The filing, in late evening on Thursday, said the new date of the call will be intimated separately but did not give any reason for the postponement.
The Supreme Court on Friday directed the top echelons of telecom firms to explain why contempt action should not be taken against them for non-compliance of its order to pay adjusted gross revenue of Rs 1.47 trillion to the telecom department.
Taking strong note of the non-compliance of its order, the top court expressed displeasure over an order passed by the Department of Telecom's desk officer, staying the effect of its verdict in the adjusted gross revenue (AGR) matter.
Of the three private players operating in the Indian telecom market, Vodafone Idea is considered to be in the most vulnerable position.
It is staring at dues worth Rs 53,000 crore that includes up to Rs 24,729 crore of spectrum dues and another Rs 28,309 crore in licence fee, and the company had earlier warned of shutdown if no relief was given.
Vodafone Idea in its earnings statement on Thursday had also sounded out warnings on "material uncertainty" casting "significant doubt" on its ability to continue as a going concern.
The company's ability to continue as a going concern is essentially dependent on a positive outcome of its modification application in the Supreme Court on the AGR matter and any relief from the telecom department on payments, VIL had said on Thursday.
Last week, Vodafone Chief Executive Officer Nick Read had said the situation in India is critical, following the AGR ruling of the Supreme Court.

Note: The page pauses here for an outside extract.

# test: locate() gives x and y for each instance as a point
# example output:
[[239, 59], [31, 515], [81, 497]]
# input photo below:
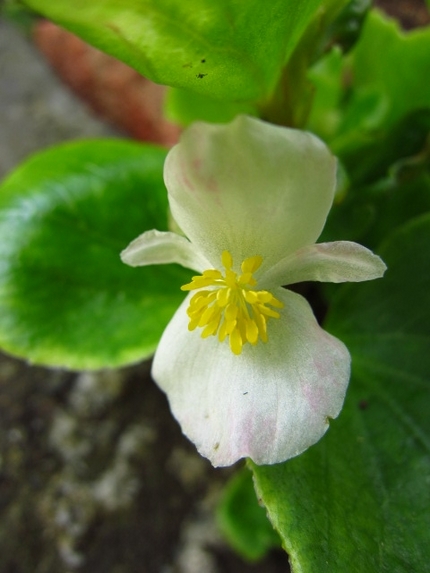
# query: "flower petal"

The British telecom major holds 45.39 per cent stake in VIL.
VIL had suffered staggering Rs 50,922 crore loss in the September quarter (highest ever loss posted by any Indian corporate), when it had made provisions for statutory dues following the Supreme Court's order in the adjusted gross revenue matter, although its losses in December quarter stood at Rs 6,439 crore.
Rival Bharti Airtel's liabilities added up to nearly Rs 35,586 crore, including licence fee and spectrum usage charge dues. But, Airtel had already said that the previously-mentioned material uncertainty on the group's ability to continue as a going concern "no longer exists" after the recent Rs 21,502 crore fund raising by it.
Most of the remaining liability is with state-owned BSNL/MTNL and some of the shut/bankrupt telecom companies.